The last time she touched him was when she kissed him goodnight in June. They’d had a late supper because he’d just come home from his business trip and school was out. He asked if she wanted to go for a swim at the sinkhole and she said no. So did her mom. He looked disappointed but he sat on the porch and smoked his second cigarette of the day. He smoked one in the morning and one in the evening. It was his ritual he told her. One cigarette to think about what you want to do. And one cigarette to forgive yourself for whatever you didn’t get done. Tara wondered what he was forgiving himself for that evening.
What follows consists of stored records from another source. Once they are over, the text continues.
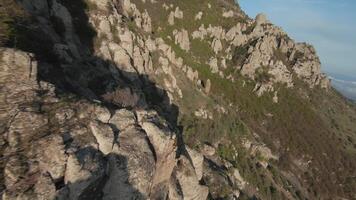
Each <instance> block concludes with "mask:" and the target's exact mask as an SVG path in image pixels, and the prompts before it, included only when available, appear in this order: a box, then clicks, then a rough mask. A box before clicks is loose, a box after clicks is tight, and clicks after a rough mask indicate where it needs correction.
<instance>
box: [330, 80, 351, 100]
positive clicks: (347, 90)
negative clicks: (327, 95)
mask: <svg viewBox="0 0 356 200" xmlns="http://www.w3.org/2000/svg"><path fill="white" fill-rule="evenodd" d="M330 79H331V84H332V86H333V87H334V88H335V89H336V90H338V91H339V92H340V93H341V94H342V95H344V96H345V97H346V98H348V99H350V100H352V101H356V81H347V80H342V79H337V78H334V77H330ZM348 80H350V79H348Z"/></svg>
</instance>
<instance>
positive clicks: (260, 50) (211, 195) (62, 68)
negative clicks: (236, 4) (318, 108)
mask: <svg viewBox="0 0 356 200" xmlns="http://www.w3.org/2000/svg"><path fill="white" fill-rule="evenodd" d="M18 3H19V6H20V7H21V8H22V9H23V10H24V11H25V12H26V13H27V14H28V15H29V16H30V17H31V18H30V19H31V20H24V22H23V24H21V26H19V27H17V26H14V28H15V29H16V30H17V31H18V32H17V33H18V34H19V35H16V41H15V43H16V46H14V45H13V46H11V45H10V46H8V47H6V48H5V47H1V48H0V66H1V68H0V69H1V70H0V83H1V87H0V99H1V101H0V110H1V111H3V112H1V113H0V125H1V127H0V133H1V135H0V145H1V148H0V151H1V153H2V154H3V155H4V156H3V158H4V159H2V161H1V163H0V167H1V170H2V171H3V173H2V174H1V176H0V178H1V185H2V186H3V188H1V191H2V197H3V199H202V200H203V199H238V198H239V197H241V198H242V199H244V198H249V199H323V198H324V197H336V196H337V195H339V194H340V195H341V196H342V195H344V194H345V196H347V197H350V195H351V194H349V193H347V191H348V189H349V188H344V187H351V186H353V185H352V183H348V182H347V183H346V181H345V180H346V179H345V177H347V176H351V175H352V172H349V171H350V170H349V168H348V167H347V166H354V165H353V163H352V160H351V159H350V157H348V154H343V150H340V149H338V148H339V147H338V146H337V147H335V149H336V150H335V151H337V152H338V153H339V154H340V155H342V156H341V157H340V155H339V154H337V155H335V154H333V152H332V151H330V149H332V148H330V146H333V145H334V144H335V141H337V140H336V139H335V140H334V139H330V138H333V137H334V136H332V135H328V134H330V133H331V132H332V131H334V132H333V133H335V132H337V131H338V130H336V129H332V128H330V129H329V126H327V125H326V124H327V123H326V122H329V121H327V120H329V115H324V114H320V113H317V112H315V110H316V109H314V107H313V106H315V105H314V104H311V102H312V101H313V96H312V95H313V92H315V94H317V95H320V97H324V96H327V95H329V96H333V95H334V94H333V90H332V89H330V83H329V81H328V79H327V78H326V76H325V75H324V74H323V73H321V69H320V67H321V66H320V61H319V58H318V56H317V54H316V51H315V49H314V48H313V47H312V46H311V45H308V44H304V43H296V42H295V41H293V40H292V39H291V38H289V37H288V35H287V34H286V33H285V32H284V31H283V30H282V29H281V28H280V27H277V26H275V25H273V24H272V23H271V22H270V21H269V20H268V19H267V17H266V16H265V15H264V14H259V15H257V16H256V18H255V19H250V18H248V17H247V16H246V15H245V14H244V13H243V12H242V11H241V10H240V8H239V7H238V5H236V4H235V3H234V1H232V0H231V1H230V0H214V1H209V3H208V4H207V3H206V2H205V1H202V0H194V1H189V2H188V1H169V2H168V1H163V0H99V1H96V0H79V1H68V0H48V1H47V0H36V1H33V0H22V1H19V2H18ZM188 4H189V5H188ZM0 20H1V19H0ZM0 26H1V21H0ZM23 26H25V27H28V29H26V31H23V29H21V27H23ZM9 40H11V38H9ZM10 44H11V43H10ZM18 44H20V45H18ZM311 91H313V92H311ZM320 97H318V98H320ZM323 102H324V101H323ZM340 105H343V104H340ZM318 106H319V105H318ZM324 110H325V109H324ZM330 113H333V112H332V111H330V112H329V111H328V114H330ZM330 115H331V114H330ZM323 120H326V121H323ZM335 120H336V118H335V119H333V120H332V122H333V123H336V122H335ZM350 120H351V118H350ZM350 124H352V123H350ZM343 130H351V129H347V127H346V125H345V127H344V129H343ZM323 135H328V137H329V136H330V138H328V139H325V138H324V137H322V136H323ZM271 138H272V139H271ZM350 138H351V139H348V140H347V141H352V137H351V136H350ZM312 141H313V142H315V141H318V143H313V142H312ZM349 143H350V142H349ZM306 144H307V145H306ZM319 144H320V145H319ZM347 144H348V143H347ZM335 146H336V144H335ZM301 148H302V150H301ZM350 148H351V147H350ZM320 152H325V154H323V156H320ZM324 155H327V156H324ZM336 158H338V159H341V158H342V159H343V160H347V161H349V162H350V164H349V165H347V166H346V165H344V164H343V163H342V162H343V161H342V162H341V163H342V164H339V163H338V164H337V165H336V164H335V166H336V167H334V166H333V165H331V164H330V160H332V161H333V162H334V160H337V159H336ZM345 162H346V161H345ZM286 163H287V164H286ZM355 166H356V165H355ZM308 168H310V170H309V169H308ZM344 168H345V173H344V171H343V172H339V171H340V170H339V169H344ZM346 169H348V170H349V171H347V170H346ZM352 169H353V168H352ZM319 170H320V171H321V173H320V174H319V173H316V172H318V171H319ZM331 172H333V173H331ZM325 174H326V175H325ZM335 177H336V178H335ZM320 180H322V181H323V182H324V183H325V184H321V183H320ZM330 180H333V182H331V181H330ZM334 180H342V181H343V183H345V185H346V186H344V185H343V184H335V183H336V182H337V183H341V182H338V181H334ZM334 182H335V183H334ZM319 185H322V187H318V186H319ZM331 186H333V187H331ZM334 187H335V188H334ZM309 188H311V189H310V190H308V189H309ZM338 191H343V193H338ZM323 194H325V196H323ZM336 194H337V195H336ZM340 195H339V196H340Z"/></svg>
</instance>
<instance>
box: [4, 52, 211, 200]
mask: <svg viewBox="0 0 356 200" xmlns="http://www.w3.org/2000/svg"><path fill="white" fill-rule="evenodd" d="M0 63H1V66H2V71H1V75H2V76H1V78H2V79H1V81H2V83H3V84H4V87H3V89H6V88H10V87H13V88H16V90H9V89H8V90H7V92H6V94H8V95H7V96H6V97H5V98H6V99H4V102H7V101H9V100H10V98H13V97H15V95H16V94H19V93H18V92H21V94H22V95H21V96H22V97H27V98H22V99H21V98H16V101H12V102H13V104H11V105H10V104H6V105H2V106H3V107H4V108H5V109H7V110H9V112H7V113H6V114H5V113H4V114H3V115H2V118H1V122H2V123H3V124H4V125H6V126H7V129H6V130H5V136H6V138H5V140H6V141H8V147H7V148H6V149H5V156H8V157H9V161H8V162H7V164H6V166H5V184H6V187H7V189H6V191H5V193H4V195H3V198H4V199H13V198H35V199H37V198H43V197H45V198H50V199H51V198H55V197H57V198H59V199H78V198H94V197H95V196H96V197H101V198H103V199H117V198H119V199H120V198H125V199H126V198H138V199H146V198H149V196H150V195H159V196H165V195H167V194H168V193H170V192H169V190H170V189H169V188H170V187H172V186H170V180H171V177H172V176H176V177H177V179H178V181H179V182H180V186H181V187H182V188H183V194H182V195H183V196H182V198H190V197H191V198H192V199H205V198H206V196H207V195H208V189H207V188H205V187H203V186H200V184H199V179H200V178H199V177H201V173H202V172H201V170H200V171H197V173H199V174H200V175H198V176H197V175H196V172H195V171H194V170H193V171H192V169H194V167H193V165H192V164H191V163H190V162H188V161H187V159H186V158H180V159H179V160H177V159H176V151H177V145H176V139H175V133H174V132H173V131H172V130H170V128H169V127H167V125H164V124H162V119H161V118H160V117H159V116H158V114H157V113H156V112H151V111H145V110H140V111H136V113H134V111H130V110H127V109H121V110H116V111H115V112H114V113H113V114H110V112H109V111H108V110H107V109H105V108H104V107H102V106H101V105H95V104H94V103H91V102H88V101H82V102H77V103H75V102H74V103H70V102H67V103H65V102H62V100H61V99H57V98H56V97H55V96H51V95H53V94H49V93H45V95H49V96H50V98H53V99H56V101H57V102H58V103H54V105H52V104H45V105H43V106H44V107H45V108H42V109H43V110H42V111H41V113H39V112H38V111H36V109H41V108H39V107H37V108H36V105H34V103H35V102H36V101H38V102H39V103H44V102H43V99H42V98H43V97H41V98H40V97H39V96H37V95H36V90H40V89H41V88H40V85H38V83H37V74H36V73H35V72H36V71H37V62H36V61H35V60H32V59H31V54H26V53H24V52H20V51H15V50H12V49H1V62H0ZM15 75H17V76H16V80H14V79H15ZM21 77H22V78H21ZM19 80H21V81H19ZM23 94H27V95H26V96H23ZM21 96H20V97H21ZM56 101H55V102H56ZM26 103H27V104H28V105H27V106H25V104H26ZM21 105H22V108H21V110H19V108H20V106H21ZM5 106H6V107H5ZM52 114H56V117H55V118H54V119H52V118H51V115H52ZM61 114H64V115H63V116H62V115H61ZM53 120H55V121H53ZM25 122H28V123H25ZM84 122H85V123H84ZM53 126H54V127H55V128H56V129H57V131H52V132H47V131H49V130H50V129H51V127H53ZM164 126H165V127H164ZM28 141H34V143H32V144H29V143H28ZM13 153H16V154H14V155H12V154H13ZM192 155H193V154H192ZM194 156H195V157H199V156H200V158H202V157H201V155H199V153H197V152H195V153H194ZM29 161H31V162H29ZM180 162H184V164H177V163H180ZM196 162H199V161H196ZM196 162H194V163H196ZM200 165H201V164H200ZM186 168H187V169H186ZM174 170H175V171H176V172H174V173H176V175H173V174H174V173H173V171H174ZM185 170H188V171H190V172H189V174H190V175H187V173H184V171H185ZM197 170H198V168H197ZM62 182H63V183H62ZM193 183H194V184H195V185H196V186H195V187H196V189H198V190H199V191H200V192H198V193H197V191H196V189H192V187H191V184H193ZM177 190H179V189H177ZM154 191H157V192H158V193H157V192H154ZM157 198H158V196H157Z"/></svg>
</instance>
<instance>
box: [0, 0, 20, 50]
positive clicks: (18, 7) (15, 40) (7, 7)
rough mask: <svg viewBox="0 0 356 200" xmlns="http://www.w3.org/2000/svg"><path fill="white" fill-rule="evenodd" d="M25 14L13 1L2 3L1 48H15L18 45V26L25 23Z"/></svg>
mask: <svg viewBox="0 0 356 200" xmlns="http://www.w3.org/2000/svg"><path fill="white" fill-rule="evenodd" d="M25 16H26V15H25V13H24V11H23V10H22V8H21V7H20V6H19V5H18V4H17V3H16V1H13V0H2V1H1V3H0V46H4V45H7V46H13V45H14V44H15V43H16V35H17V30H16V26H19V25H21V23H22V22H23V21H24V18H25Z"/></svg>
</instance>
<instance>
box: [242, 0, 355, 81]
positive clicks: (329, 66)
mask: <svg viewBox="0 0 356 200" xmlns="http://www.w3.org/2000/svg"><path fill="white" fill-rule="evenodd" d="M238 2H239V4H240V6H241V8H242V9H243V10H244V11H245V12H246V14H248V15H249V16H250V17H255V16H256V15H257V14H258V13H265V14H267V17H268V19H269V20H270V21H271V22H272V23H274V24H276V25H278V26H280V27H282V28H283V29H284V30H285V31H286V32H287V33H288V34H289V36H291V37H292V38H293V39H294V40H296V41H297V42H307V43H310V44H312V45H313V46H314V47H315V48H316V50H317V53H318V55H319V57H320V60H321V63H322V70H323V71H324V72H327V73H328V74H329V75H331V76H337V75H339V77H345V76H347V77H348V78H351V79H353V80H356V0H238Z"/></svg>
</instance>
When it got late enough to go to bed, he came into her room and kissed her goodnight on her forehead. Tara never heard the phone ring in the night. She never heard him go downstairs or start his truck. She wondered if she would have heard him leave if he had started the Harley. In a way, he disappeared like Tommy. One day she saw him; the next she didn’t. She never saw his dead body. It was almost like she could still wake up tomorrow and he would be there. If she didn’t see his dead body, was he really dead? She touches the sack. Is this really him? One thing for sure is if she keeps lying next to that sack, that’s what her memory of him will become. That’s why she has to do something with the ashes. Tomorrow. She isn’t sure what it will be. Something. Something special.

The next night, she creeps down the hall cradling two filled plastic sacks. Her mom’s door is open. Tara looks in. She’s sprawled across the bed, clothes still on. It looks like she passed out again. Tara thinks about leaving her a note but what would she say? “I’ve gone for a walk with Dad.” No. Best just to go.

In the kitchen, she sets her father’s ashes on the table and steps into the pantry. She clicks on the light and looks at the sack of fake mixture in her hands. It has the same heft and grayish color as the real sack, although the fake stuff is a little bit darker. The jagged pieces of rock look pretty similar to the bone fragments. If her mom ever pulls down the box and looks at the sack, she might not know, but if she opens it up, she’d smell the burned wood ash. If she remembers where Tara put the ashes. Her mom might leave this box right here forever and never dump them out. Or maybe when Tara goes off to college, she’ll throw them in the trash. Maybe. Tara is pretty sure her mom isn’t going to look in the box for quite a while. She can probably keep track of her mom’s mental health by checking to see if the box is still in the pantry. It doesn’t matter. Tara’s decided what she is going to do.

She clicks off the pantry light and steps into the dark kitchen. First, she grabs her backpack hanging on the hook by the door. She unzips it and set ashes in the bottom. She hears paper crinkle and looks inside. At the bottom is a whole stack of flyers. Tommy’s face looks up at her.